Cruise rockets pose a persistent threat to modern battlefields. This is due to their low trajectory and maneuverability, which makes them difficult to detect from afar. Patriot missiles are deployed in battery with fire command stations and radars to track targets. They have been used for decades to defend against cruise missiles. However, the missiles significantly underperformed in intercepting targets during 1991 Persian Gulf War ..
One way to improve targeting is to integrate and coordinate more sensors over a larger field. This allows missiles to be detected earlier and can be stopped by the most appropriate ways. These tools can include missiles such as the Patriot interceptors or the older HAWK missiles that the US is currently preparing to send to Ukraine.
Other ways of stopping an attack may be rockets, like the Vampire anti-air and anti-drone system.
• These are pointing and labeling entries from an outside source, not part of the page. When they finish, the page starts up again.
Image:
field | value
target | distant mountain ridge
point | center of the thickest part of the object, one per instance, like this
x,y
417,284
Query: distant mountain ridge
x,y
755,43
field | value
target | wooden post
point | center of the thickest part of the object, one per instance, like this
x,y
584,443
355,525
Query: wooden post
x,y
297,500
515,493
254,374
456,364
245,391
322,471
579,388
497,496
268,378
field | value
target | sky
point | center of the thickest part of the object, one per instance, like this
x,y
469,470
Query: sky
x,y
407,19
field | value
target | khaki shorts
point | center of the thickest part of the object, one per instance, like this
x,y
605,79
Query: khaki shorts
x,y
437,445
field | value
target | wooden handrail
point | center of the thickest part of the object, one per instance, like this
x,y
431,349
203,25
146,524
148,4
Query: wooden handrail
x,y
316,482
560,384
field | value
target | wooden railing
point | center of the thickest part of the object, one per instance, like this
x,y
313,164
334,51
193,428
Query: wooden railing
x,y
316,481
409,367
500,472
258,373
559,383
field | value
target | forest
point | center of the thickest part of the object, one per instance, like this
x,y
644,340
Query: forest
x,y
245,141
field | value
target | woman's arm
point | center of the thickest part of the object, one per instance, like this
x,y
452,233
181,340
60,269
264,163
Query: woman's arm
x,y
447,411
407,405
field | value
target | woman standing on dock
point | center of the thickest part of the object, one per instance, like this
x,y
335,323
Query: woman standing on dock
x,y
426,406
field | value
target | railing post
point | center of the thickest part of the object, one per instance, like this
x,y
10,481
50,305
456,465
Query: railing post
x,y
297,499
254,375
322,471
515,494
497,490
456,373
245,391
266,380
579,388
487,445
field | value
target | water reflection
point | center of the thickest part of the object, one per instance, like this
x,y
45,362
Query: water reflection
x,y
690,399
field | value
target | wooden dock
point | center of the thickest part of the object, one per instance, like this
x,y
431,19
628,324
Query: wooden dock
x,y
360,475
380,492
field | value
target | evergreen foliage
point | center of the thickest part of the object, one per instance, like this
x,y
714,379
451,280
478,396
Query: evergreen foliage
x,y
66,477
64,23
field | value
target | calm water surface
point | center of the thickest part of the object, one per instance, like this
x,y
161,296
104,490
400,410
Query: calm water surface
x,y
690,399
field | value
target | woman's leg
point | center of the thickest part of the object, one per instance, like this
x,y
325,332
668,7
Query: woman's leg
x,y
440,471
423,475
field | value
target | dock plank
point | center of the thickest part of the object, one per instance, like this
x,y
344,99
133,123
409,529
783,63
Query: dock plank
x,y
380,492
Laser weapons, like one tested by PopSci, are another component of modern anti-missile tech, and could be incorporated into a command system.
There are many ways to stop a drone or missile from flying. In military and industrial parlance, “effectors” are a grouping of jammers, guns and missiles, as well as lasers and other solutions to aerial threats. The effect can include anything from an explosion by missile, puncture with bullet, melting by laser or electronic disruption by jammer. However, what is crucial to the IBCS is that a commander can use the sensors to determine where the attack is taking place and how to stop it.
“Once fielded, IBCS will extend the battlespace beyond what a single sensor tied to a single effector can provide, allowing the use of a sensor or effector’s full range and enabling the warfighter to quickly see and act on data across the entire battlefield,” said Northrop Grumman, maker of IBCS, in a release.
Many legacy weapons systems were designed to work with a particular sensor. This resulted in a compact, self-contained kit that was compatible with the limitations and capabilities of the technology at the time. This meant that commanders could only work within the system’s information and weapons. It can be designed to integrate information across sensors so that it matches the Army’s desired plug and play information environment of the future. The tools available are used to share information and the coordinating node matches the signal to weapon.
The testing of IBCS at White Sands started in January, and over 10 months soldiers learned how to use the system in a range of scenarios designed to resemble what might be seen in combat. This included two flight tests prior to November 17 where “IBCS detected, tracked, and intercept threats that included: a high speed, high performance tactical ballistic missile and two cruise missile surrogates during a stressing electronic attack,” according to Northop Grumman.
Provided that the system can resist electronic attack in the field at the same level as in testing, the coordinated system will allow the Army to better protect soldiers from a variety of incoming attacks. The Army can use whatever tools they have to build a defense that is stronger together.